Acquisition: Chakaia Booker

Chakaia Booker, 'Egress'

Chakaia Booker
Egress, c. 2000
rubber tires
50 x 53 x 50 in.
National Gallery of Art, Washington
Gift of the Collectors Committee

Chakaia Booker (b. 1953) works almost exclusively with recycled tires to transform familiar symbols of urban waste and blight into extraordinary compositions of renewal. The National Gallery of Art has acquired Egress (c. 2000), the first sculptural work by Booker to enter the collection, joining her woodcut print, Untitled (2011).

In Egress, numerous long, spiraling bands and short, spiky shards of rubber appear to unfurl from within and pour over and around the pedestal. The layers curl, pile, and protrude to form a mound that is simultaneously monstrous and playful, hard and soft, abstract and representational. While the plantlike, layered form recalls ivy or fern, the tracks, treads, and manufacturer name (Cooper) embossed on the sidewalls remind us of the medium's previous automotive life.

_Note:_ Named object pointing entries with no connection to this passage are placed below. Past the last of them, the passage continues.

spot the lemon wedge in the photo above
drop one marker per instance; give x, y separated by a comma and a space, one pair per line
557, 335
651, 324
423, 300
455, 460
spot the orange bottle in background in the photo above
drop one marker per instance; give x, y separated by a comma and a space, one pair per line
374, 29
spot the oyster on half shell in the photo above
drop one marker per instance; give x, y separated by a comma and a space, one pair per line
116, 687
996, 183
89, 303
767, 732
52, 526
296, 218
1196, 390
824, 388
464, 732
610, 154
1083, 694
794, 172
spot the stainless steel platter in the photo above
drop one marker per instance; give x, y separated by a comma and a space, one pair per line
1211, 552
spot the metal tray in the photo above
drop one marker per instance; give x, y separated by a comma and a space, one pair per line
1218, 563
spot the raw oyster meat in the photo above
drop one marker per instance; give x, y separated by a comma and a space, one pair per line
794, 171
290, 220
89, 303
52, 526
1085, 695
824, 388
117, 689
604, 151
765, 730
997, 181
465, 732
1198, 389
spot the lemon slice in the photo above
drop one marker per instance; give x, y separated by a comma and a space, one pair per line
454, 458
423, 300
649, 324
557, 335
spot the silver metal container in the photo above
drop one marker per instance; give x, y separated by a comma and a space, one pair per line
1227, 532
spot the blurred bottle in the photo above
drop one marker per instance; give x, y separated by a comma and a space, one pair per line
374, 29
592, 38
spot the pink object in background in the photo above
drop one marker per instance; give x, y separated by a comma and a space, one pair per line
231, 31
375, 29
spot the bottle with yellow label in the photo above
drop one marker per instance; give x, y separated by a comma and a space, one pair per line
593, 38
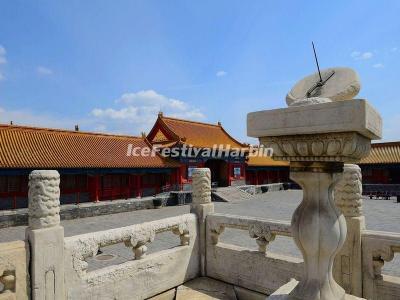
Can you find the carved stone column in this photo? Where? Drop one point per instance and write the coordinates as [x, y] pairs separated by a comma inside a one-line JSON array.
[[45, 235], [319, 230], [202, 206], [348, 262]]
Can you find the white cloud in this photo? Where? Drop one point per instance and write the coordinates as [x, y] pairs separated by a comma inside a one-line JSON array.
[[3, 52], [133, 113], [30, 118], [221, 73], [136, 112], [378, 66], [361, 55], [44, 70], [391, 130]]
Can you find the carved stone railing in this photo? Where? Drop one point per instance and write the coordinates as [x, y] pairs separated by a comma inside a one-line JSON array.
[[379, 247], [260, 270], [262, 230], [14, 275], [143, 276]]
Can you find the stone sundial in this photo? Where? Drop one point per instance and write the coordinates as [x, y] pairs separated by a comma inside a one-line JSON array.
[[332, 84], [322, 128]]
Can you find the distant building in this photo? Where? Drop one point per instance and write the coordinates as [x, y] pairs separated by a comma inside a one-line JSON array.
[[226, 170], [92, 166], [264, 170], [382, 165], [97, 166]]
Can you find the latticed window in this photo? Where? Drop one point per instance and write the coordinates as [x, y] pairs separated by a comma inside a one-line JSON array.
[[3, 184], [13, 184]]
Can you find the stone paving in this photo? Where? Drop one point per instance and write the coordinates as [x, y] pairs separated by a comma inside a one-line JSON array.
[[381, 215]]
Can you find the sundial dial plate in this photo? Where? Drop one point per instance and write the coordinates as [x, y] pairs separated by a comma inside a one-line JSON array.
[[337, 84]]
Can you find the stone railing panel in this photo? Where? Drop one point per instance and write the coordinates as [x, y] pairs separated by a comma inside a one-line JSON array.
[[260, 270], [379, 247], [14, 275], [143, 276]]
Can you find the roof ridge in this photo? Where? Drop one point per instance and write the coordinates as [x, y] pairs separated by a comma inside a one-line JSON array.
[[382, 144], [48, 129], [191, 121]]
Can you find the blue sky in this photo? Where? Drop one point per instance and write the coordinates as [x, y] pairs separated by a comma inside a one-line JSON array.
[[112, 65]]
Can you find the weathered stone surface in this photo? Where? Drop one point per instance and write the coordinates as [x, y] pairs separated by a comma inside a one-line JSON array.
[[377, 248], [348, 191], [204, 288], [310, 101], [330, 147], [245, 294], [138, 279], [202, 206], [14, 275], [251, 269], [19, 217], [168, 295], [343, 85], [47, 266], [44, 199], [201, 186], [344, 116], [284, 292], [45, 235], [347, 268], [317, 139]]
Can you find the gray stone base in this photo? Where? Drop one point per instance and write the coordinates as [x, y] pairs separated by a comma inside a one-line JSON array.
[[19, 217], [283, 293]]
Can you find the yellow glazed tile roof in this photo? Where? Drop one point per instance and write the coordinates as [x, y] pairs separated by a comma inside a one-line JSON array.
[[197, 134], [383, 153], [265, 161], [32, 147]]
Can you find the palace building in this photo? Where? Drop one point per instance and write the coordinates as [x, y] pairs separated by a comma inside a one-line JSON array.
[[97, 166], [226, 169], [382, 165], [92, 166]]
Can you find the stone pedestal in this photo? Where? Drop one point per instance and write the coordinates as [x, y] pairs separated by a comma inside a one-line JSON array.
[[319, 230], [347, 269], [45, 235], [202, 206], [317, 139]]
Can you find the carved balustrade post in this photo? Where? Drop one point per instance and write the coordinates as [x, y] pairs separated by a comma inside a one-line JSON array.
[[347, 268], [45, 235], [202, 206]]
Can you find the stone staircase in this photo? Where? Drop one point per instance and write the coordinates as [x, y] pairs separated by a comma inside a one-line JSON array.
[[230, 194], [204, 288]]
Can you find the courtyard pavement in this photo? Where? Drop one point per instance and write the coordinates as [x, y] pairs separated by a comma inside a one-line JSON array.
[[381, 215]]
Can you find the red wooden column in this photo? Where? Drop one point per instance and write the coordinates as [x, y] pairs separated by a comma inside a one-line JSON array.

Booker's artistic practice is highly physical, from transporting the tires to reshaping them with machinery. Her use of discarded rubber references industrialization and factory labor as well as transportation, consumer culture, and environmental concerns. Her process of salvaging beauty from scraps of black rubber serves as a metaphor for Black American experiences of struggle, strength, and survival. Details of the tires demonstrate the capacity for meaning in Booker's forms: the varied tones that parallel human diversity, the treads suggestive of African scarification and textile designs, and the visible wear and tear that evokes the physical marks of human aging and inevitable distress in life. As she has said, "[my] intention is to translate simple yet complex materials into imagery that stimulates people to reconsider the expressive nature of art and how broad, complex cultural transformations can continue to be expressed through common materials."